A couple other DBCC statements that have been laid to rest are DBCCPINTABLE and DBCCUNPINTABLE. The first was used to mark a table as pinned, and the second to mark it as unpinned. If a table were pinned, the database engine would not flush the table’s pages from memory.

Microsoft introduced the ability to pin a table in SQL Server 6.5 as a way to boost performance. Unfortunately, pinning a table resulted in adverse effects, such as damaging the buffer pool or causing the server to run out of memory. It wasn’t long before Microsoft disabled these statements, although they’re still part of the T-SQL lexicon. They just don’t do anything.

The DBCCROWLOCK is another statement that goes back to SQL Server 6.5. The statement enabled Insert Row Locking (IRL) operations on a database’s tables. However, this capability became unnecessary because Microsoft soon automated row locking. In fact, by SQL Server 2000, the statement was included for backward compatibility only, although it wasn’t until SQL Server 2014 that Microsoft finally removed the statement.

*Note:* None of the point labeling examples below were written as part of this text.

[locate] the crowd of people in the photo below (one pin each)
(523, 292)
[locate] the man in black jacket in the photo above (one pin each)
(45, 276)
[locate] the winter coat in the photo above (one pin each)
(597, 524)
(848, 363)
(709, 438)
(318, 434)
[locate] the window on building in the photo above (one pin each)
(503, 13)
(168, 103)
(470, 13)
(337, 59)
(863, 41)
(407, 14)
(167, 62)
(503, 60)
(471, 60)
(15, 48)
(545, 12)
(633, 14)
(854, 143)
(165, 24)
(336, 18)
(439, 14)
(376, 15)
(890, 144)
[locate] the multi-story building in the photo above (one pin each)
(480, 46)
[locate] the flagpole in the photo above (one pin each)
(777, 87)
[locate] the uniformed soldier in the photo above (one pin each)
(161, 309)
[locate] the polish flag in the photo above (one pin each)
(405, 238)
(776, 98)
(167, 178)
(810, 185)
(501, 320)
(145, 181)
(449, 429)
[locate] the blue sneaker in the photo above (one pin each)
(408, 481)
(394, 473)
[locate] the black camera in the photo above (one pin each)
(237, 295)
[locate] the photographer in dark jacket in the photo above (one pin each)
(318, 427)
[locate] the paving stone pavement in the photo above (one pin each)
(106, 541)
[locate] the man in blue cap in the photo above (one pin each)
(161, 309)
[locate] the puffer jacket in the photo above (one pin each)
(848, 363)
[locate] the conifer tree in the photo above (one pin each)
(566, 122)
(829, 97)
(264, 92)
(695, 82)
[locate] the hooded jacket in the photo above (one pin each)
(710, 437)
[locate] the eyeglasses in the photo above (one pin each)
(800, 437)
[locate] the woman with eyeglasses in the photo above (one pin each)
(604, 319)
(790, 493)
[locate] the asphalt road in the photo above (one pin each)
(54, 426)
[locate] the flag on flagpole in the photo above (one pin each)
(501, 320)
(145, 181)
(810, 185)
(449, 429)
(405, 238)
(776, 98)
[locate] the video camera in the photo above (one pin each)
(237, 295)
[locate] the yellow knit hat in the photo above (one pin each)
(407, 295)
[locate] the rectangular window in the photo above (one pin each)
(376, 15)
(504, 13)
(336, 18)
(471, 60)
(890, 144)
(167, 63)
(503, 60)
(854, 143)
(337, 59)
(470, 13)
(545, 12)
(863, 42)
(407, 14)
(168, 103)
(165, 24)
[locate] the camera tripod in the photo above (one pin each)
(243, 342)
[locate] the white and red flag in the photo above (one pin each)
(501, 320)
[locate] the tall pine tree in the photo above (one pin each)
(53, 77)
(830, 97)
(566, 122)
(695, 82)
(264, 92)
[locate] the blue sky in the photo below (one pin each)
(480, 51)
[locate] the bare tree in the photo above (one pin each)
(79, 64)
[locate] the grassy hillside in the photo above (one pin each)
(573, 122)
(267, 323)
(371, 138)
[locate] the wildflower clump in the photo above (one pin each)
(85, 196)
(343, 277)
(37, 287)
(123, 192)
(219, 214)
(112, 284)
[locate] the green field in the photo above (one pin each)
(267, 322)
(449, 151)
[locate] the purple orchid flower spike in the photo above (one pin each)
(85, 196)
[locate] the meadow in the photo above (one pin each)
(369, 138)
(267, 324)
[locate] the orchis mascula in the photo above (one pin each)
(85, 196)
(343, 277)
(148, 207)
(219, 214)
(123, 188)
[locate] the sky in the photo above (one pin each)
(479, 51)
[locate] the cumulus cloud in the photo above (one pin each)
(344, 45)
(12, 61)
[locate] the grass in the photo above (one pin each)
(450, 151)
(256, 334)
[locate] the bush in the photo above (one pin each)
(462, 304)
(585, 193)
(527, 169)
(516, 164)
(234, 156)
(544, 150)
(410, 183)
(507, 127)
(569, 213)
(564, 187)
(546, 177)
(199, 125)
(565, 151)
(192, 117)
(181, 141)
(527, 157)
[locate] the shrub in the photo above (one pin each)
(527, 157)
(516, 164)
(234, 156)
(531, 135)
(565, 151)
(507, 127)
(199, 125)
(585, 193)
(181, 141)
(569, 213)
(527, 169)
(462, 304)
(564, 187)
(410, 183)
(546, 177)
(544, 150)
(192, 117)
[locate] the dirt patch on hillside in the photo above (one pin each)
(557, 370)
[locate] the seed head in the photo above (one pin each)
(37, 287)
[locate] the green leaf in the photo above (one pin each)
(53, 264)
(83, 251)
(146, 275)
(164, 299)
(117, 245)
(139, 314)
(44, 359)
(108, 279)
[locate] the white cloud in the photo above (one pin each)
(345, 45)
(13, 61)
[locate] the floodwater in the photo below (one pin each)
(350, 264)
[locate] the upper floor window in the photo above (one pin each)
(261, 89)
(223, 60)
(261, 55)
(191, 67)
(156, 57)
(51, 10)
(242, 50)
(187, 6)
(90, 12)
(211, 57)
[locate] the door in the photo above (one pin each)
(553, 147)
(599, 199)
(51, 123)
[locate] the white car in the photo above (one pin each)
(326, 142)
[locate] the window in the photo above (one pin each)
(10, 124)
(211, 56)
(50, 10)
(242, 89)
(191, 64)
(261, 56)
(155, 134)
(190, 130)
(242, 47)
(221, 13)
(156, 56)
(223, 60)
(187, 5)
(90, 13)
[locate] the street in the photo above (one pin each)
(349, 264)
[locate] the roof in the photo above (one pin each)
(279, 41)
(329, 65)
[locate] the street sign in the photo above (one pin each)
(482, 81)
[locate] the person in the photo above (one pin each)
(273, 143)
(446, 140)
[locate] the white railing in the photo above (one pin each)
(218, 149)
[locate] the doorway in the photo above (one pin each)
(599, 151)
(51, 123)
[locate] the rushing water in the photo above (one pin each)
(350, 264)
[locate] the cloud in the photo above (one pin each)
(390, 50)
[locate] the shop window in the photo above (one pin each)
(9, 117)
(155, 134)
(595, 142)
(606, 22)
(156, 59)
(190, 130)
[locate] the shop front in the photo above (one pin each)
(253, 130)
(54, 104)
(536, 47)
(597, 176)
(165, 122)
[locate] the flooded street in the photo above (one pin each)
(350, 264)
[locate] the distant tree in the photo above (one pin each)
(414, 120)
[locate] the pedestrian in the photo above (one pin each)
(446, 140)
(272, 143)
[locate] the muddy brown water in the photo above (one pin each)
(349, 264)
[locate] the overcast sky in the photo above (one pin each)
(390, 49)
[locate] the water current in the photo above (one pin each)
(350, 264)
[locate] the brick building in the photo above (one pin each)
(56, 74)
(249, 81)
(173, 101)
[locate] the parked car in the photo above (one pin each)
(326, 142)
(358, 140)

Microsoft also removed the DBCCTEXTALL and DBCCTEXTALLOC statements from SQL Server 2014. The DBCCTEXTALL statement verified the integrity of the text, ntext, and image columns for all tables in a database. The DBCCTEXTALLOC statement did the same thing, but only for a specified table. Both statements originated with SQL Server 6.5 and by SQL Server 2000 were included for backward compatibility only.

No doubt, plenty of other T-SQL statements have come and gone, many without leaving a paper trail, but SQL Server 2014 seemed particularly hard on DBCC statements. Perhaps Microsoft saw that as a good time to do a bit of house-cleaning.

English Query

Introduced in SQL Server 6.5, English Query made it possible to automatically transform a question or statement written in English into a T-SQL statement. Microsoft offered English Query as part of SQL Server and as a standalone product.

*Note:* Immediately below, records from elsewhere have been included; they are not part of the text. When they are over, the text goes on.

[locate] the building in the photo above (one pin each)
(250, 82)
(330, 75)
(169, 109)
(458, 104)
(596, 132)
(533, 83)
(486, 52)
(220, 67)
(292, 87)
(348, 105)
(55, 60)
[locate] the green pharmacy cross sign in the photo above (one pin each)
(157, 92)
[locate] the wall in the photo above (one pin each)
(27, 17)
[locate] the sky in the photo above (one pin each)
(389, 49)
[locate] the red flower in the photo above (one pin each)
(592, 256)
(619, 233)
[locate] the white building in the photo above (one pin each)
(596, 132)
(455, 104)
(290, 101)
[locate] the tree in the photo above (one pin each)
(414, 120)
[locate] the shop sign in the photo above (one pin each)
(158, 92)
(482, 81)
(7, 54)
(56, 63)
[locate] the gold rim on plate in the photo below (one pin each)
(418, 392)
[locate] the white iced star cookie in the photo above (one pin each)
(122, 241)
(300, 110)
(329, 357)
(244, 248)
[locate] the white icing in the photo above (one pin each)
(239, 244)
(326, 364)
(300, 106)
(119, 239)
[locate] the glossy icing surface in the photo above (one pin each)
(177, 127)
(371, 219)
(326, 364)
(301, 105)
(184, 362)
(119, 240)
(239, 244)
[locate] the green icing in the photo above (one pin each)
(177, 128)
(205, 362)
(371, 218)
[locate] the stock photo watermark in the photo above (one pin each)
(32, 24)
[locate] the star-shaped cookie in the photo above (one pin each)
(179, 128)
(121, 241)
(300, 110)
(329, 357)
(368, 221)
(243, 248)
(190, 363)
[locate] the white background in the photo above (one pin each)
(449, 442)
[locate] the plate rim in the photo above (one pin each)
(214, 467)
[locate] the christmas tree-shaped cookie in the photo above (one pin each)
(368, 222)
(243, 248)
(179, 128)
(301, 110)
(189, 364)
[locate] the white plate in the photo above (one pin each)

English Query included a development environment and runtime engine to support the query transformation process. Ideally, an end user could type a question into an application’s text box, English Query would interpret the question and generate the T-SQL query, and the database engine would return the results, just like any other query.

In SQL Server 2005, Microsoft ditched English Query altogether. From then on, customers could no longer install or upgrade the product. However, if they upgraded a SQL Server 2000 instance to SQL Server 2005, and English Query had been implemented in the original installation, the English Query component would still work. In addition, customers with a SQL Server 2005 license could apparently install SQL Server 2000 and then use English Query against a SQL Server 2005 database, but those days are long gone.

Like many SQL Server features, English Query received an assortment of mixed reviews. Some developers liked it and made use of it. Others did not. At some point, Microsoft must have determined there was not enough interest in the feature to bother, so English Query got the axe, which came as a surprise to a number of users.

Perhaps in this case, Microsoft had been ahead of its time. When you consider how far we’ve come with technologies such as Siri, Google Assistant, and even Cortana, the potential for English Query was certainly there.

Native XML Web Services

In SQL Server 2005, Microsoft added Native XML Web Services to provide a standards-based structure for facilitating access to the database engine. Using these services, an application could send a Simple Object Access Protocol (SOAP) request to a SQL Server instance in order to execute T-SQL batch statements, stored procedures, or scalar-valued user-defined functions.

To carry out these operations, a SOAP/HTTP endpoint had to be defined on the server to provide a gateway for HTTP clients issuing SOAP requests. The T-SQL modules (batch statements, procedures, and functions) were made available as web methods to the endpoint users. Together these methods formed the basis of the web service.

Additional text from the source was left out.